To date, there is a lack of motion analyses of patients with LSTV describing the mobility in the LSTV segment as well as the cranially adjacent segments in vivo. Therefore, the aim of this study was to investigate the mobility of the lumbar spine and segmental motion distribution of patients with LSTV in flexion-extension radiographs.

Methods

Patient cohort

This study was performed as retrospective matched-pair analysis. The institutional ethics committee of the Charité University Berlin (EA4/155/21) approved the study. Informed consent from the patients was waived due to the retrospective study design according to ethics committee approval. The study was carried out according to the declaration of Helsinki. We included patients who were evaluated as part of the preoperative preparation for anterior lumbar interbody fusion from 01/2016 to 05/2021 with flexion and extension imaging of the lumbar spine as a consecutive case series due to osteochondrosis L5/S1. We included patients older than 18 years of age. Exclusion criteria were scoliosis with a Cobb angle >20°, spondylolisthesis, previous spondylodesis, suspected spondylodiscitis, lack of preoperative full spine radiographs in the standing position or flexion and extension radiographs. Fifty-one patients were finally included, 17 had LSTV (33.3%). These were matched 1:1 for age and sex with a control group without LSTV out of the remaining 34 patients.

Classification

LSTV were classified according to Castellvi by both an orthopedic resident surgeon with three years of experience as well as a spine surgeon with eleven years of experience. Classification according to Castellvi is given in Table 1. Phönix-PACS software (Phönix-PACS GmbH, Freiburg im Breisgau, Germany) was used for measurements. The number of lumbar vertebral bodies was classified by counting caudally from C1 in whole-spine images. For the cervical spine, seven vertebrae were assumed, and twelve for the thoracic spine. L1 was defined as the 20th vertebra. We assumed six lumbar vertebrae if we counted 25 vertebrae with an at least rudimentary disc in between. Therefore, in cases of six lumbar vertebrae the transitional segment was level L6/S1, in all other cases the transitional segment was L5/S1. The cranially adjacent segment was consequently in patients with six lumbar vertebrae segment L5/6, in all other patients L4/5.

Table 1

Radiographic classification for lumbosacral transitional vertebrae (LSTV) according to Castellvi [5].

Castellvi Type	Definition
Type I: dysplastic transverse process	Uni- (A) or bilateral (B) transverse process with a height >19 mm
Type II: incomplete lumbarization/ sacralization	Uni- (A) or bilateral (B) pseudarthrosis of the enlarged transverse process with the sacral ala
Type III: complete lumbarization/ sacralization	Uni- (A) or bilateral (B) bony fusion of the enlarged transverse process with the sacral ala
Type IV: mixed	Unilateral pseudarthrosis and contralateral bony fusion of the enlarged transversal process with the sacral ala

Image acquisition and measurements

Full spine radiographs were obtained using biplanar low dose stereoradiography (EOS, Paris, France) from lateral and anterior posterior in standing position. Functional images were obtained with lateral X-ray trajectory as ventral flexion and dorsal extension. Ventral flexion and dorsal extension were acquired in standing position and the patient was instructed to fully flex/extend the spine, while a bar limited tilting of the pelvis.

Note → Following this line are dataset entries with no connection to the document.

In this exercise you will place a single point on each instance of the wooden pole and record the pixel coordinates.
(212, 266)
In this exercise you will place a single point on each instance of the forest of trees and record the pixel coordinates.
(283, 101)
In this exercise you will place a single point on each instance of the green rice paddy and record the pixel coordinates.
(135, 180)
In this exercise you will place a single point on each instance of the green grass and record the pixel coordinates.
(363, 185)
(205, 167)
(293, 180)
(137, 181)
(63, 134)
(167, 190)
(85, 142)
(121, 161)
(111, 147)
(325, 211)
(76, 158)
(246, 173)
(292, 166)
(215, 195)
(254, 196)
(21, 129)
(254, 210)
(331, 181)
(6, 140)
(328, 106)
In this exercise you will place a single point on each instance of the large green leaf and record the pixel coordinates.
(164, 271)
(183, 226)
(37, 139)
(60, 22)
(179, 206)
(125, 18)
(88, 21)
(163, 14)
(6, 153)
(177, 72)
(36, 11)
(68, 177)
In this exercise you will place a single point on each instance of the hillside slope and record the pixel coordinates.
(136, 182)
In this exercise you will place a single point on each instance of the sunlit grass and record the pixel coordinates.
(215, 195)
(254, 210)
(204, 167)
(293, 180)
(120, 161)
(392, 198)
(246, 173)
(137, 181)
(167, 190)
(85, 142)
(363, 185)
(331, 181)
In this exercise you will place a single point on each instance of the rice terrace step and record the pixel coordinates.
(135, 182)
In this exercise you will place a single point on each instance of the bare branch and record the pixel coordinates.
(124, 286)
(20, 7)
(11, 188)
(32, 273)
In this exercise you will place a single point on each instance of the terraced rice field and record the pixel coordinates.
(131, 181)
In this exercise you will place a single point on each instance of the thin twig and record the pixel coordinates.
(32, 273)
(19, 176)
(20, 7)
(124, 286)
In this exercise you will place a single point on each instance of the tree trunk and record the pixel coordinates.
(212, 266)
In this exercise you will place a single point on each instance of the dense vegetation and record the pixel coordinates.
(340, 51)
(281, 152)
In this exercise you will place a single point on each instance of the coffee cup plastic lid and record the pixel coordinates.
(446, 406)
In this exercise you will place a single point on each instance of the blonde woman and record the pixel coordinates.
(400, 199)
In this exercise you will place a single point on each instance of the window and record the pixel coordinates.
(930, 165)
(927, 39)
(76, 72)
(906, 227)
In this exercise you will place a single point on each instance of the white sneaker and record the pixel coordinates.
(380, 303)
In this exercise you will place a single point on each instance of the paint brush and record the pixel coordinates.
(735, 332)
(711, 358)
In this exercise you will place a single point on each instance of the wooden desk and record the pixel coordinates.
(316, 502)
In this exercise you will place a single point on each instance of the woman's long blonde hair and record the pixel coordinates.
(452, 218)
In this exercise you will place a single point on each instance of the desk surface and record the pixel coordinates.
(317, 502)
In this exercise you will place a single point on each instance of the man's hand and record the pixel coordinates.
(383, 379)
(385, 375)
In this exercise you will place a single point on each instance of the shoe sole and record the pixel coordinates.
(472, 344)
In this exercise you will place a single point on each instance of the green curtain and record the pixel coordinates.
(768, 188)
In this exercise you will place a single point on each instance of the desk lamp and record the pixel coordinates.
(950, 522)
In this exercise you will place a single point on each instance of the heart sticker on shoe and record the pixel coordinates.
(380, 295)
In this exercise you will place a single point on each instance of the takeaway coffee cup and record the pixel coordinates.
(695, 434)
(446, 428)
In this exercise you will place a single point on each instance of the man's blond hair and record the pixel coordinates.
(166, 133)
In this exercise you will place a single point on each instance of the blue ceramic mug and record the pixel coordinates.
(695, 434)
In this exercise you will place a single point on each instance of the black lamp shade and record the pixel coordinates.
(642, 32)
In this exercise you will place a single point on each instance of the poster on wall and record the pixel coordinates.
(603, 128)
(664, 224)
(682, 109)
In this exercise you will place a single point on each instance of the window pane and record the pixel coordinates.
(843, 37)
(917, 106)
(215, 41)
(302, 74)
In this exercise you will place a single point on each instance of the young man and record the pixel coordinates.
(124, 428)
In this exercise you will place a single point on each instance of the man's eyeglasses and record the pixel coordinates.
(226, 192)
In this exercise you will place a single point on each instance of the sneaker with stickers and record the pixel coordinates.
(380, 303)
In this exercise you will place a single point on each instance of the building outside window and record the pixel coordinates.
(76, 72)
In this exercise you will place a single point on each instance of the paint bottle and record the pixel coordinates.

All parameters were measured by two of the authors. Lumbar lordosis (LL) was measured as the angle of the L1 upper endplate to the S1 upper endplate. Segmental wedge angles were measured between the upper endplate of the lower vertebral body and the lower endplate of the upper vertebral body as depicted in Fig 1A. Segmental lordosis angles were measured between the upper endplate of the upper vertebral body and the lower endplate of the lower vertebral body as shown in Fig 1B. For the lowest segment, segmental lordosis angle was measured between S1 upper endplate and upper endplate L5 or L6. Measurements were performed independently by two orthopedic resident surgeons with three years and two years of experience, after being trained by a spine surgeon with eleven years of experience. The range of motion was calculated as the sum of kyphosis in flexion and increased lordosis in extension. The segmental contribution to the total lumbar motion was determined by the percentages of the total sum of the range of motion of all lumbar segments.

Fig 1

Measurement of segmental wedge angle and segmental lordosis angle.

a. shows the measurement of the segmental wedge angle of the lumbar segments. b. depicts the measurement of the segmental lordosis angle.

In Fig 2 an example of flexion-extension radiographs of a participant with Castellvi IIb and reduced mobility in transitional segment and enhanced mobility in the cranial adjacent segment is given.

Fig 2

Example of a patient with reduced mobility in transitional segment L5/S1 and compensatory enhanced mobility in the cranial adjacent segment.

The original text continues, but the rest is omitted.